In tourism's sad fortune, some see bountiful opportunities


*logoIn terms of the capacity for reinvention, Vegas is a city without par. The years have seen the city undergo a brain-boggling amount of iterations: adult playground; mobster's paradise; metropolitan punchline; world's entertainment and boxing capital; family-friendly destination; bachelor's (and bachelorette's) paradise; convention epicenter; nightclub capital; the home of anything-goes; an affordable, practical vacation destination.

Waylaid by a deep-rooted recession, the city has been struggling to tap into a cultural zeitgeist to power its return. While tourism officials wrack their brains for the next slogan to remind the world that everyone needs a Vegas vacation, some folks are looking at the sagging economy (battered by a triple whammy of lower visitation, reduced per-tourist spending and nation-leading foreclosure rates) and seeing opportunity.

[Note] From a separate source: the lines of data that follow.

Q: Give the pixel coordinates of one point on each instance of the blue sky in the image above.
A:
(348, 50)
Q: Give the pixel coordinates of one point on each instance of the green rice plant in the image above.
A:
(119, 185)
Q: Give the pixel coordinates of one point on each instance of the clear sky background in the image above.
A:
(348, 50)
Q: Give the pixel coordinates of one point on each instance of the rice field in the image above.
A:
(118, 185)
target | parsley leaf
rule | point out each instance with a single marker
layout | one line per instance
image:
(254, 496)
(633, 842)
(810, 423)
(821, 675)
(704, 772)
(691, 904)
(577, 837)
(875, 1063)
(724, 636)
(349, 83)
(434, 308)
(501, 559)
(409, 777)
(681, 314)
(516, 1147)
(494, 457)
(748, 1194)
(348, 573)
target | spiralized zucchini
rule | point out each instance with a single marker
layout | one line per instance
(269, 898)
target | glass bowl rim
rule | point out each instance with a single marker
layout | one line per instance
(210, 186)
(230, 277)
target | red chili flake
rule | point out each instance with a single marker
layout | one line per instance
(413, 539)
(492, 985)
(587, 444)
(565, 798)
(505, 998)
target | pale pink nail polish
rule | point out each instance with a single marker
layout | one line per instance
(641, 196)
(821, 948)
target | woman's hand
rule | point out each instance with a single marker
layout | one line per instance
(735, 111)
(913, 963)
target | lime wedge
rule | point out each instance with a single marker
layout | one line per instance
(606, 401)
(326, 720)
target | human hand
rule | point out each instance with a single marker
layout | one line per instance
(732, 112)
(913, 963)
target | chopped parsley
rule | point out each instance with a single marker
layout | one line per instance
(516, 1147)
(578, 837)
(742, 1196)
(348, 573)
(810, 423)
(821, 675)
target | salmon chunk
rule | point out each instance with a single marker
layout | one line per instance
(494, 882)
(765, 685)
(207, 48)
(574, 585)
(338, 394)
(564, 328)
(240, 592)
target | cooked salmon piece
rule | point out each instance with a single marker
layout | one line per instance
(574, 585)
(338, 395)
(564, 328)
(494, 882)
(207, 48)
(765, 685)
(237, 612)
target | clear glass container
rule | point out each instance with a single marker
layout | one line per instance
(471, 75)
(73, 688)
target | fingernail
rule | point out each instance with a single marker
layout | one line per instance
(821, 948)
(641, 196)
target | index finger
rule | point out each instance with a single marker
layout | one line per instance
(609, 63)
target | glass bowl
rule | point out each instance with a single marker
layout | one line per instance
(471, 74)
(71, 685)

In the hundreds of conventions canceled after President Obama, in February, discouraged companies receiving federal stimulus funds from taking expensive junkets to Vegas -- the Las Vegas Convention and Visitors Authority said 402 conventions were canceled from October to mid-March, costing the city $166 million -- proprietors of the newly formed Nevada Gaming Xchange see an opening, one that will enable them to convince convention and meetings planners that Las Vegas offers an unparalleled business environment.

Former gaming executive Reggie Burton, a principal in the company, said Las Vegas is still the same city that's drawn the nation's largest conventions for more than a decade. "The city hasn't changed, he said, "even though the economy has."

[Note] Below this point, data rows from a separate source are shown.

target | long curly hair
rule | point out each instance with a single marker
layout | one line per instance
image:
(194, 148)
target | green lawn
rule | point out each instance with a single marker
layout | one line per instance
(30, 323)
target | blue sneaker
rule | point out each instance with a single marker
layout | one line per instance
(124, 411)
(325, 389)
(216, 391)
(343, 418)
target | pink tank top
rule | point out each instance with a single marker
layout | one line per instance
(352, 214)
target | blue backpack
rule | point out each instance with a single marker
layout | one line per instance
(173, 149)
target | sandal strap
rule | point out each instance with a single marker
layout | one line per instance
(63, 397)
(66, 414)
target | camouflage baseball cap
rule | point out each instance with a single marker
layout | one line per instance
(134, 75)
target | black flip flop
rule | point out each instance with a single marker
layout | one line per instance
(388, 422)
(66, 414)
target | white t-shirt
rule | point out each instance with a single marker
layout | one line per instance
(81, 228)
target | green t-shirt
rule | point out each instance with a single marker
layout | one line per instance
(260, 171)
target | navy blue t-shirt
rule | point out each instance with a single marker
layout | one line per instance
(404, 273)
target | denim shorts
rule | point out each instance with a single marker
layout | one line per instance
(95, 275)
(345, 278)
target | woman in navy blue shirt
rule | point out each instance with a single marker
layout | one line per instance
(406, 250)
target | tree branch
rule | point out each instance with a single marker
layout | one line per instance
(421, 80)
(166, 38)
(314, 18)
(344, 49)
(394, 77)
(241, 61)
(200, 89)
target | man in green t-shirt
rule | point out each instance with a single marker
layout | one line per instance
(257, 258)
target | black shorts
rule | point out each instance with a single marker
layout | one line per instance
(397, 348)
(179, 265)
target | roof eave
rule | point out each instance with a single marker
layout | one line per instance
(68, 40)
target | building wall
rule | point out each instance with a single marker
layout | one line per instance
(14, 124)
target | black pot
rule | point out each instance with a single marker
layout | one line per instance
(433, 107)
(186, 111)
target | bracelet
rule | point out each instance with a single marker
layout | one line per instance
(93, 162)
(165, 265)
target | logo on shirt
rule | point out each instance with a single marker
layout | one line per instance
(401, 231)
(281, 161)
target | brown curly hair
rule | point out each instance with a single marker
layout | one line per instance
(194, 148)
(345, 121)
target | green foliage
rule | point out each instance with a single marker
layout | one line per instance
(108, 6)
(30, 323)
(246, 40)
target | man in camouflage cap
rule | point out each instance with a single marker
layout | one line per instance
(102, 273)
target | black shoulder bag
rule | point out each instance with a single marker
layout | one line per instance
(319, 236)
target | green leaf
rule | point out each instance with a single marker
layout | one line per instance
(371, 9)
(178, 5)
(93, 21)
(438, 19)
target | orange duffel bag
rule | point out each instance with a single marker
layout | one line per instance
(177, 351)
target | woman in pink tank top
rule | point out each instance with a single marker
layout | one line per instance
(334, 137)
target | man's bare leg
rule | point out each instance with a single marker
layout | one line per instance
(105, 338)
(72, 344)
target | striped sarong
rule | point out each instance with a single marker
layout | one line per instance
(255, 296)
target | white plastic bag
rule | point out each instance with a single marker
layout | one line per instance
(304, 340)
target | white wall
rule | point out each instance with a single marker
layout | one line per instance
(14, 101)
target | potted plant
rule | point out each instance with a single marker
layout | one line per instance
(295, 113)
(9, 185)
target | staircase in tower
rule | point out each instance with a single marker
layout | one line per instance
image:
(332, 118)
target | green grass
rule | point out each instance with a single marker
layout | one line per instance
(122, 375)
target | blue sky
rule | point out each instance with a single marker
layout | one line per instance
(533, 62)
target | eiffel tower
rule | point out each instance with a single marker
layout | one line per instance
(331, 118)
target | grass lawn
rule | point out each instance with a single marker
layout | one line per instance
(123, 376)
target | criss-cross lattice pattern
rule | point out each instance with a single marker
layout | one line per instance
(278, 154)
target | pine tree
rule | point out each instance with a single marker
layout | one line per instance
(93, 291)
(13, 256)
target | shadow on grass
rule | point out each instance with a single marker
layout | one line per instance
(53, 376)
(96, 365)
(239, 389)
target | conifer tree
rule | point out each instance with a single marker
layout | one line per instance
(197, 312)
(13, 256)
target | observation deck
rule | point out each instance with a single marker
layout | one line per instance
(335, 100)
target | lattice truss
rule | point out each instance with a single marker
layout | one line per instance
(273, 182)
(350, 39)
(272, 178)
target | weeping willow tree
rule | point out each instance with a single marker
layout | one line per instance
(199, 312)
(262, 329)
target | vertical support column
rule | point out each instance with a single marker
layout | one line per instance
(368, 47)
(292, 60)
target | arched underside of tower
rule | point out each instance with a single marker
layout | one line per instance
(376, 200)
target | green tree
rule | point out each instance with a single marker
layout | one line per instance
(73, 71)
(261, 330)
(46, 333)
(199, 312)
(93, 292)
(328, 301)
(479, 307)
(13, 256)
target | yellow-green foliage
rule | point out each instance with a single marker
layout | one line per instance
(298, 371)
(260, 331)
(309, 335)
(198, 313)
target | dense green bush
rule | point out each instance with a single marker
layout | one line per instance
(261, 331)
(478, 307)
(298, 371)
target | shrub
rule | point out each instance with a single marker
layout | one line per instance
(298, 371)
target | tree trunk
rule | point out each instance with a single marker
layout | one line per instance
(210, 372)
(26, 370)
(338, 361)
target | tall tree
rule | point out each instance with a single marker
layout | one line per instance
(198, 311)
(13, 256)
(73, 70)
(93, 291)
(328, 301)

In an April 2009 article in USA Today, Steven Hacker, president of the International Association of Exhibitions and Events, estimated that the cancellations cost the North American convention and meetings industry $10 billion, or 10% of what the industry typically generates for the U.S. and Canadian economies. The Xchange wants to provide companies considering a convention here a local entity that can handle media outreach and public relations and help combat negative perceptions of coming here. Burton formerly served as community affairs director for MGM Mirage, the world's second-largest gaming company.

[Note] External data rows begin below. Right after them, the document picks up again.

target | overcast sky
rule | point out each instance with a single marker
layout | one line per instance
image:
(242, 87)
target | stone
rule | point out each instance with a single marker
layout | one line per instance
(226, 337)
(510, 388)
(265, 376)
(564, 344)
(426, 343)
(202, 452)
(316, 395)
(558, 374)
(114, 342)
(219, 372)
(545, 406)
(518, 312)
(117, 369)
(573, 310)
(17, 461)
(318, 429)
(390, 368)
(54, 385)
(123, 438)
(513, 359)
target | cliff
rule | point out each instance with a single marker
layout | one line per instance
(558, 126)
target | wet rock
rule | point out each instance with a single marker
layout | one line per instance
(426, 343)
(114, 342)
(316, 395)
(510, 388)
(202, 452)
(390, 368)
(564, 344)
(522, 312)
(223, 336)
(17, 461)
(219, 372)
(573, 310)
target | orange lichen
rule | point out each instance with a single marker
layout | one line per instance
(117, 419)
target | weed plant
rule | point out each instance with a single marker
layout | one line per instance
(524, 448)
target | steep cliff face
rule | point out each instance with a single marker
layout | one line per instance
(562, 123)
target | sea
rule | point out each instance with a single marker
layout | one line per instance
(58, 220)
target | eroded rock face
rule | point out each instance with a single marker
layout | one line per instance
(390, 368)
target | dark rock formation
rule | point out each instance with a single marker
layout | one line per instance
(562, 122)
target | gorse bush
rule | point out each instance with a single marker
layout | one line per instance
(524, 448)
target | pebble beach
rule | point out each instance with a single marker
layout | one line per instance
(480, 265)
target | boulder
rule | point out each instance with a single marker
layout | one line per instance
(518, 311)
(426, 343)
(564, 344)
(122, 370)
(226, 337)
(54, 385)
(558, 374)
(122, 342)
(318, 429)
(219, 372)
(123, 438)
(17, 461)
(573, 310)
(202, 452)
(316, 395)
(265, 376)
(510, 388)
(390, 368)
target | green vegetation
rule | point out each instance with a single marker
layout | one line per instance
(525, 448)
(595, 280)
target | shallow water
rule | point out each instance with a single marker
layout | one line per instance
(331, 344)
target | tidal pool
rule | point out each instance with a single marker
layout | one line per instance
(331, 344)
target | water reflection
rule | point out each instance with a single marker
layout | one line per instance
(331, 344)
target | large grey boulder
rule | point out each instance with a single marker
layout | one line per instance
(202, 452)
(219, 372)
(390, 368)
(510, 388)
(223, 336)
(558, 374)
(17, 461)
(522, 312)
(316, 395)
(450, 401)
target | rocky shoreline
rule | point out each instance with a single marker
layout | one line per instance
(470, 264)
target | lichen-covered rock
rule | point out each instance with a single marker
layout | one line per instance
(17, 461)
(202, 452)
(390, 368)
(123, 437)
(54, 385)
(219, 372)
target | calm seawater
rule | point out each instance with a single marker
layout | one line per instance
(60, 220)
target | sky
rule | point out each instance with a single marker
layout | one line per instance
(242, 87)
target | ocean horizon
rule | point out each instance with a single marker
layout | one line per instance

"Local tourism officials have done a good job of raising the issue with local, state and federal elected officials," Burton said. "NGX's goals are to use its on-the-ground public relations strategies and a corporate social responsibility campaign to enhance" the image of companies meeting here and of the industry, he said. "The cancellations of these conferences have had a negative economic ripple effect on meeting planners, cities, hotels, contractors, advertisers, vendors, conventioneers and corporations."